Holistic nursing promotes a personalized and scientific approach to nursing based on causes of malnutrition in MHD and the conditions of patients, among which dietary management is a key factor. Diets should be managed as follows:

  1. Required caloric intake must be based on the nutritional conditions of patients. The minimum intake is >146.5 KJ/ (kg·d). Grains, meat, egg yolk, cream, milk and nut fruits are calorically dense foods (16).

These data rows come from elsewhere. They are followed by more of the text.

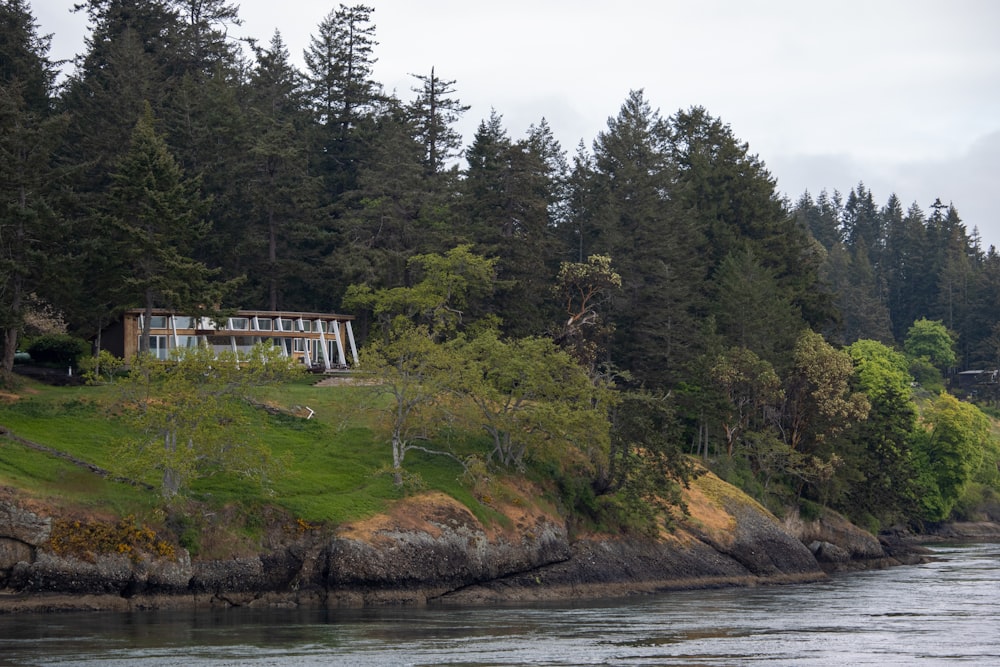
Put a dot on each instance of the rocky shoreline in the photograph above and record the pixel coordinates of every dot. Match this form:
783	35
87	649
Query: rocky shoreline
432	550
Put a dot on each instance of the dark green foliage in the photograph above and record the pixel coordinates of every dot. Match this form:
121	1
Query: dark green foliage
646	466
58	349
179	162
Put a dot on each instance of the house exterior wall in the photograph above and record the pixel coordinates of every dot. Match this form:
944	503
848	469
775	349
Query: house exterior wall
323	341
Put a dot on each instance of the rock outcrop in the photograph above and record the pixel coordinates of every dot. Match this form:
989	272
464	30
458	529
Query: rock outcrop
425	550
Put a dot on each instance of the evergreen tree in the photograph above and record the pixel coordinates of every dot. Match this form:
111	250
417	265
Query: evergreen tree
435	112
650	241
509	194
731	197
341	91
283	233
30	243
156	215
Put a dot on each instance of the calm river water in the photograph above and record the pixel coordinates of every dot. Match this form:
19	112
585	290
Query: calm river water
944	612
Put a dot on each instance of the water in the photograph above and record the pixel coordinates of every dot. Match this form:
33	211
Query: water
943	612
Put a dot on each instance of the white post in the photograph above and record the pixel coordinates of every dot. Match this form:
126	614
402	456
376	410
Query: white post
350	339
340	344
319	324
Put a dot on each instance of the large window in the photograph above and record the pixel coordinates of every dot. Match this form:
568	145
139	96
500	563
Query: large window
158	347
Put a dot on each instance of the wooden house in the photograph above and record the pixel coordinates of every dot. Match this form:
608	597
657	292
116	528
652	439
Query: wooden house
321	341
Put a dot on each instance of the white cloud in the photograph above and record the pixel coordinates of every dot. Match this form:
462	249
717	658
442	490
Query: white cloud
902	94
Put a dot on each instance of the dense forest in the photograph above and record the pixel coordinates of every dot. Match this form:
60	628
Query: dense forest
786	341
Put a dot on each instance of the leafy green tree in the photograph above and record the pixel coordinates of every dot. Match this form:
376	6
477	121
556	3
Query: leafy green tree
646	467
410	368
532	400
752	390
820	404
192	418
446	286
930	340
878	474
950	449
584	289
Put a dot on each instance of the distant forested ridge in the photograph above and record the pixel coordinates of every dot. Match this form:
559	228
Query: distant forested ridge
179	168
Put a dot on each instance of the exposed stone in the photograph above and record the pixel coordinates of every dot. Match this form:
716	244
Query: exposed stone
834	529
23	525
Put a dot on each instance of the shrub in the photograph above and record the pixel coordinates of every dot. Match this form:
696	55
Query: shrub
58	349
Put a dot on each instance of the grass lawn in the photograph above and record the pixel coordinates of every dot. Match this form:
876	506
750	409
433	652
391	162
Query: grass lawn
337	469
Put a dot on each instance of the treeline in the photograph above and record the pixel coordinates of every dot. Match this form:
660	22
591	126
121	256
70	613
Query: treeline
178	168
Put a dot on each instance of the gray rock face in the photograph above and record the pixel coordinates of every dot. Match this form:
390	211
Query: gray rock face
430	549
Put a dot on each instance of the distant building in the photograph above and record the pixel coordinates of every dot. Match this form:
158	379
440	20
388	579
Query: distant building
321	341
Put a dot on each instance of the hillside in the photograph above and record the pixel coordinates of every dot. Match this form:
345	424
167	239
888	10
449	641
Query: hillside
72	536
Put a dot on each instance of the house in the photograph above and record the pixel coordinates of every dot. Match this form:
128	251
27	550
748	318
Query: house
322	341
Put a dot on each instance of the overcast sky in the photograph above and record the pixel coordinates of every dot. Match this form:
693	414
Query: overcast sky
901	94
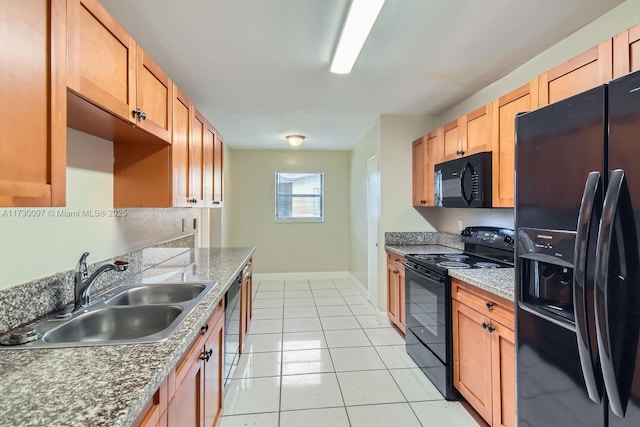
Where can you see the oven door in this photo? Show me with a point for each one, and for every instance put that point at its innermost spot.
(426, 309)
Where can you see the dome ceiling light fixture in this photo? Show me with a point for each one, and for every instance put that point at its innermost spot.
(295, 140)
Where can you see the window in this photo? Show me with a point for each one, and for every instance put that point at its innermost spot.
(299, 197)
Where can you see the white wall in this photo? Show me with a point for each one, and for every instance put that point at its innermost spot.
(613, 22)
(35, 247)
(360, 154)
(290, 247)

  2. Necessary protein intake should be guaranteed. For patients receiving dialysis twice a week, it should be 1.0–1.2 g/ (kg·d). For dialysis three times a week, it should be 1.2–1.5 g/ (kg·d). With animal protein as the main source of amino acids and with no restriction on intake of vegetable protein, the body is able to effectively use ingested protein, maintain sufficient nutrient storage, and maintain an optimal nutritional state (17). However, since there is high potassium content in animal protein, hyperkalemia is a concern, which must also be prevented.

  3. Water intake should be based on daily urinary volume, dialysis frequency, dialysis time, edema and blood pressure (18). Patients should be informed about the importance of water and sodium intake restriction so that they will positively cooperate based on their treatment regimen and control it themselves to avoid heart failure and control weight increases within a 2 kg range during dialysis. Salt intake should be 3–5 g, and proper sodium intake restriction will avoid thirst and reduce water intake.

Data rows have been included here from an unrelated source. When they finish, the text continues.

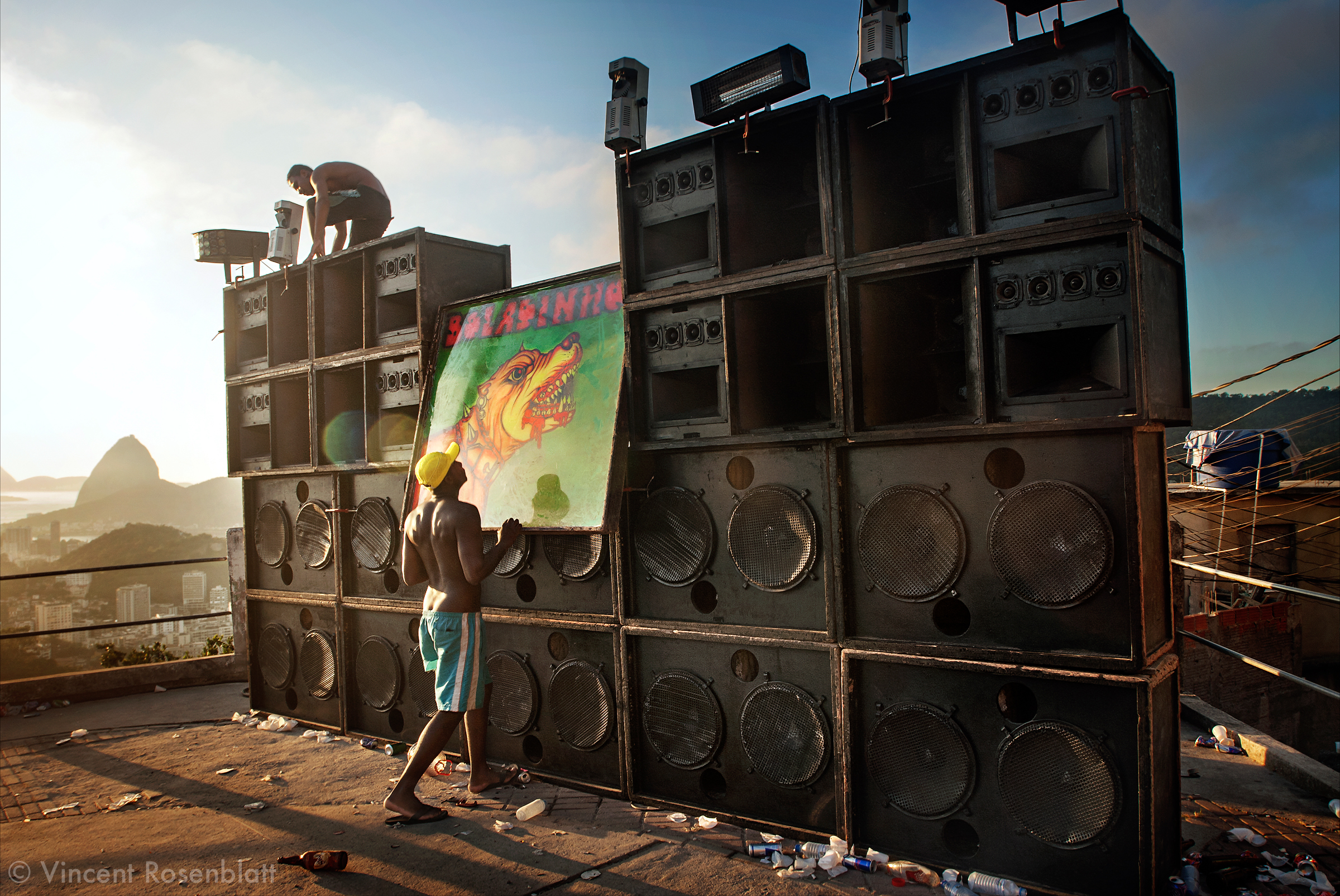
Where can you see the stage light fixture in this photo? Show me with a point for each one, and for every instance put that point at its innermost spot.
(751, 86)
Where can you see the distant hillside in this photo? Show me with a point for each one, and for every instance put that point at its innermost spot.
(1312, 417)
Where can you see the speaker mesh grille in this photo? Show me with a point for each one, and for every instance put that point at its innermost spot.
(379, 673)
(514, 559)
(682, 720)
(373, 534)
(276, 657)
(575, 556)
(271, 534)
(423, 685)
(1059, 784)
(674, 536)
(772, 538)
(912, 543)
(921, 760)
(314, 535)
(516, 699)
(784, 734)
(1051, 543)
(582, 705)
(317, 662)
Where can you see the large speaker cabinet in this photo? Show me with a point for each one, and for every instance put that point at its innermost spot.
(387, 694)
(732, 538)
(294, 658)
(1033, 547)
(553, 574)
(1057, 780)
(702, 208)
(290, 534)
(752, 363)
(738, 727)
(554, 707)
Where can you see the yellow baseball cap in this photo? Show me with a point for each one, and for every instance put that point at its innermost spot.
(432, 468)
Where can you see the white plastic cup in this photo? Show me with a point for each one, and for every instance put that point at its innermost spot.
(531, 809)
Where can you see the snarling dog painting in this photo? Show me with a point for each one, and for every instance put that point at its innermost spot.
(528, 385)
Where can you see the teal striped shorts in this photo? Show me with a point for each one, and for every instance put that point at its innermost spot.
(453, 647)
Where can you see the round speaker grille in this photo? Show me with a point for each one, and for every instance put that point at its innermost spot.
(516, 697)
(575, 556)
(271, 534)
(276, 657)
(912, 543)
(317, 663)
(314, 535)
(784, 734)
(379, 673)
(1059, 784)
(682, 720)
(1051, 543)
(772, 538)
(921, 760)
(582, 705)
(374, 534)
(515, 559)
(673, 536)
(423, 685)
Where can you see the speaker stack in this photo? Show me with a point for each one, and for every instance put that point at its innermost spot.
(323, 378)
(897, 507)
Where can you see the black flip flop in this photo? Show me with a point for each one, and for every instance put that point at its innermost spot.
(425, 817)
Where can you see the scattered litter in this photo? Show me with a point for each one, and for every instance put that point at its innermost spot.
(125, 801)
(531, 809)
(1247, 835)
(69, 806)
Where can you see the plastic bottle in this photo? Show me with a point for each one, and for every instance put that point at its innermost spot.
(318, 860)
(989, 886)
(531, 809)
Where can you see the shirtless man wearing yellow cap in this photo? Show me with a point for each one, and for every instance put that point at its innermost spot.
(444, 547)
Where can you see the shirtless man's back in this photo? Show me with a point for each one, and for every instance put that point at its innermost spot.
(444, 547)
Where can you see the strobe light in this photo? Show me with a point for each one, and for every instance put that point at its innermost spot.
(751, 86)
(883, 41)
(283, 239)
(626, 113)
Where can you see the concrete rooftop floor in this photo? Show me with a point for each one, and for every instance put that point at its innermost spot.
(169, 748)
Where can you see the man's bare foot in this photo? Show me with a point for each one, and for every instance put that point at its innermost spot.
(486, 779)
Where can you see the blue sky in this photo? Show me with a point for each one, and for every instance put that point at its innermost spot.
(125, 128)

  4. Adjustments of electrolyte intake must be made (19). Daily potassium intake should be restricted to less than 2 g. Food containing high potassium includes beans, potato and winter bamboo shoots. Most hematodialysis patients present with low calcium and high phosphorus, therefore their phosphorus intake should be restricted and calcium intake should be increased. Daily calcium intake should be roughly 1–1.5 g. Foods such as beans, fungi and nut fruits contain high phosphorus, while dairy products, sesame and beans contain high calcium.

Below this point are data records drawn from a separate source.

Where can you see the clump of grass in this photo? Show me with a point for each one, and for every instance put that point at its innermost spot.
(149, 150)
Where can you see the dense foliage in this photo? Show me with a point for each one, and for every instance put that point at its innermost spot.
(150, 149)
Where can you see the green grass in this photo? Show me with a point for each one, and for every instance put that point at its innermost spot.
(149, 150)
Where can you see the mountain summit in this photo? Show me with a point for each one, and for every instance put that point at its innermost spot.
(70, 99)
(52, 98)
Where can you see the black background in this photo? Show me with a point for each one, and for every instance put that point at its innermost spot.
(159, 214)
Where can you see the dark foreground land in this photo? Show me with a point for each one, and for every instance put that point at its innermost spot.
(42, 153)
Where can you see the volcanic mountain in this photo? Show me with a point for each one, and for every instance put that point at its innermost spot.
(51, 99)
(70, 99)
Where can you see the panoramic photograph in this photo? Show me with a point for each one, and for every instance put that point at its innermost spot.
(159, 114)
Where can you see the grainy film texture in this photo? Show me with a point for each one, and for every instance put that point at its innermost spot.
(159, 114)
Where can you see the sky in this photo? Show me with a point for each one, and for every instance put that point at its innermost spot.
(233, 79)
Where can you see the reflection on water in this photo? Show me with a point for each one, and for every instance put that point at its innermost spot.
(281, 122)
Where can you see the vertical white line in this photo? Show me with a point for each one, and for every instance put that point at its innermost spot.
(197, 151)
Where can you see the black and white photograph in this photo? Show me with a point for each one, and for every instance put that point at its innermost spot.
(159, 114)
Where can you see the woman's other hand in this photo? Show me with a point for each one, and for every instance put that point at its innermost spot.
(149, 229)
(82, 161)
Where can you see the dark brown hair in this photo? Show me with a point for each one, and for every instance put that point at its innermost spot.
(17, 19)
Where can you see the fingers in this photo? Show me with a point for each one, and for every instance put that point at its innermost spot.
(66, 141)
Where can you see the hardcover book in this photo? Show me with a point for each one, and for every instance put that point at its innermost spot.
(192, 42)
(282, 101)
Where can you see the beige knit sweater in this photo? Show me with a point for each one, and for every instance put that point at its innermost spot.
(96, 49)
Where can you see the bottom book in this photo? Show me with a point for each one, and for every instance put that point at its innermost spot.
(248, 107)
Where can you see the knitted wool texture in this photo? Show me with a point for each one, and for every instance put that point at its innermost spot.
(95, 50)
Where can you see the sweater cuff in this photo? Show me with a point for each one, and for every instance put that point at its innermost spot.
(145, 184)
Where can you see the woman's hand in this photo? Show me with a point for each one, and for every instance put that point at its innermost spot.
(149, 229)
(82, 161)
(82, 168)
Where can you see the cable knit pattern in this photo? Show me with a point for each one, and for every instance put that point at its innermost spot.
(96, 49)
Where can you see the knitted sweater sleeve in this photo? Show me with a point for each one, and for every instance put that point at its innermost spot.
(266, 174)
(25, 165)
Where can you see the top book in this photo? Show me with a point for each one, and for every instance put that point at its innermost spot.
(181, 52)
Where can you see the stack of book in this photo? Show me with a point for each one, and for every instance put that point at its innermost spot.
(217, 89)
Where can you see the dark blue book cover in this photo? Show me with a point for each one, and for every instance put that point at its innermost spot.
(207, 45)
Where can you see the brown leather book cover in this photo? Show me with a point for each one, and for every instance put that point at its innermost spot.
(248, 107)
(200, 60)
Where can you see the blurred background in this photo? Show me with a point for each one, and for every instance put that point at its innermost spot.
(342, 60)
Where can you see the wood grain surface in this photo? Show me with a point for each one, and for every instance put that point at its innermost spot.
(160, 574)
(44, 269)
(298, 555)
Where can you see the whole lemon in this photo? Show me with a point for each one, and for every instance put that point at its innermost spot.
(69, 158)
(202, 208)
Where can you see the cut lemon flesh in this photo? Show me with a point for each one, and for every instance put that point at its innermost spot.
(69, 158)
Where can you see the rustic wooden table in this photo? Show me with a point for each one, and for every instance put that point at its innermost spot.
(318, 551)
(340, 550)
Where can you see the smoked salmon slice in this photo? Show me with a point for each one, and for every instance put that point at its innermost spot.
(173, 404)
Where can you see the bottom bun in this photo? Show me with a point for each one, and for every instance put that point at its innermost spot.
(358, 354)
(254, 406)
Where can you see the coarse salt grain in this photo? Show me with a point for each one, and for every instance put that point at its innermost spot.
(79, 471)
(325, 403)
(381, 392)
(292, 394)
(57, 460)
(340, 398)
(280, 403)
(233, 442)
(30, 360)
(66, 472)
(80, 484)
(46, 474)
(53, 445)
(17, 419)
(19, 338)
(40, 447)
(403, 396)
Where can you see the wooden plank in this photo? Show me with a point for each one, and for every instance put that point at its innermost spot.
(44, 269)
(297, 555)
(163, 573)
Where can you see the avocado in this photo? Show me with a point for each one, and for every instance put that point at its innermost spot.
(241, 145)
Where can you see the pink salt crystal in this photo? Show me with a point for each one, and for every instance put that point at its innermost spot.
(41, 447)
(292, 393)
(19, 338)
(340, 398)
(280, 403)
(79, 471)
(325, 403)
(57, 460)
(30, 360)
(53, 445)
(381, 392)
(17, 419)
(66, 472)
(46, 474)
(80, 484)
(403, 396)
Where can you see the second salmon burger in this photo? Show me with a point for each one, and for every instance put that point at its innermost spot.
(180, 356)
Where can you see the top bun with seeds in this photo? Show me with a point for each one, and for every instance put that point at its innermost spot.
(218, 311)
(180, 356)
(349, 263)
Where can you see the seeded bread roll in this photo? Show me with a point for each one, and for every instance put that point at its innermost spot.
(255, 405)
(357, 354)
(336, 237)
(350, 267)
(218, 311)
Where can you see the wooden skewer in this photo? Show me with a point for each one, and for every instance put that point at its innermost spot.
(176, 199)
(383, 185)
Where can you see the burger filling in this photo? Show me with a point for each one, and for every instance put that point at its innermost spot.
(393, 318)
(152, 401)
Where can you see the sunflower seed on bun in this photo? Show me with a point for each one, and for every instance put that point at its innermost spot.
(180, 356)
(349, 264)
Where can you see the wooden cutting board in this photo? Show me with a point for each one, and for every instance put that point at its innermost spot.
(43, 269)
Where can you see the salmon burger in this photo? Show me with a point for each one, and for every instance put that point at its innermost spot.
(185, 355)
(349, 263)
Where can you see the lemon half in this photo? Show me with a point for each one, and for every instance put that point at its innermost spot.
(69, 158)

Limitations of this study should also be considered. Given that this research was conducted by the same nursing team, nursing procedure in observation group and control group cannot be completely separated. In addition, the sample of the present study was relatively small, thus, further studies were required to better support our results.

Conclusion

In the group treated by holistic nursing, serum creatinine and urea nitrogen levels were significantly lowered while hemoglobin and albumin levels increased significantly. MQSGA and MIS scores were significantly lowered compared to the control group. Finally, holistic nursing is able to improve significantly malnutrition of uremic patients on hematodialysis.

Ethical considerations

Ethical issues (Including plagiarism, informed consent, misconduct, data fabrication and/or falsification, double publication and/or submission, redundancy, etc.) have been completely observed by the authors.

Acknowledgements

This study received no funding support. The authors declare that there is no conflict of interest.